TALLAHASSEE, Fla. (WTXL) - Ninety-six people have been executed in the Sunshine State since Florida started the death penalty in 1979. The latest happened Thursday night.
Eric Branch was executed by the state of Florida 25 years after the rape and murder of Susan Morris. She was a college student and her body was found naked and left in the woods.
Friday afternoon, a group of residents remembered the lives of both people.
They call themselves the “Tallahassee Citizens Against The Death Penalty.” Around 20 people gathered inside the capitol to reflect on the state’s most recent execution.

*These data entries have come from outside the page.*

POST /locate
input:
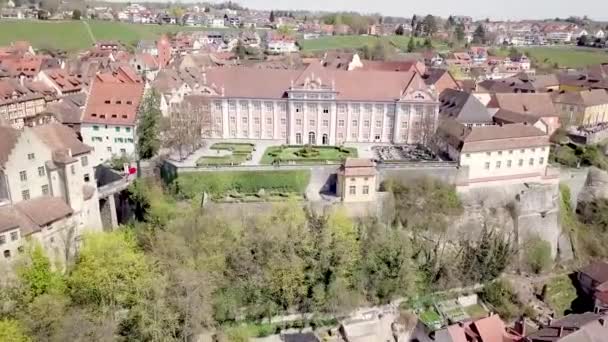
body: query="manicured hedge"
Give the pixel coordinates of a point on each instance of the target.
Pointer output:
(190, 184)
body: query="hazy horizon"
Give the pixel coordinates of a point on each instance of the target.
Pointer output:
(500, 10)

Florida changed the rules for a death penalty sentence in 2016. A unanimous jury is now required. Branch’s jury wasn’t, but the new rules exclude those who were sentenced before 2002.
The group says it doesn’t condone what happened to Susan Morris, but it can’t support the capital punishment system here.
"Leaving aside the question of whether it is ever right to deliberately take the life of another person when we don't have to do that," said Walter Moore, a member of the Tallahassee Citizens Against the Death Penalty. "We can keep society safe by locking a person away if that is what is called for."
The group hopes Florida abolishes the death penalty as other states have done in recent years. Members say there have been more executions during Rick Scott’s time in office than any other governor in Florida’s history.
They say there have been too many cases of wrongful convictions and that they favor life in prison over execution. The group said it’s actually more expensive to keep the death penalty than to abolish it.
“Tallahassee Citizens Against The Death Penalty” was created in the late seventies.
The group held a vigil outside the governor’s mansion last night, at the same time Eric Branch was being executed.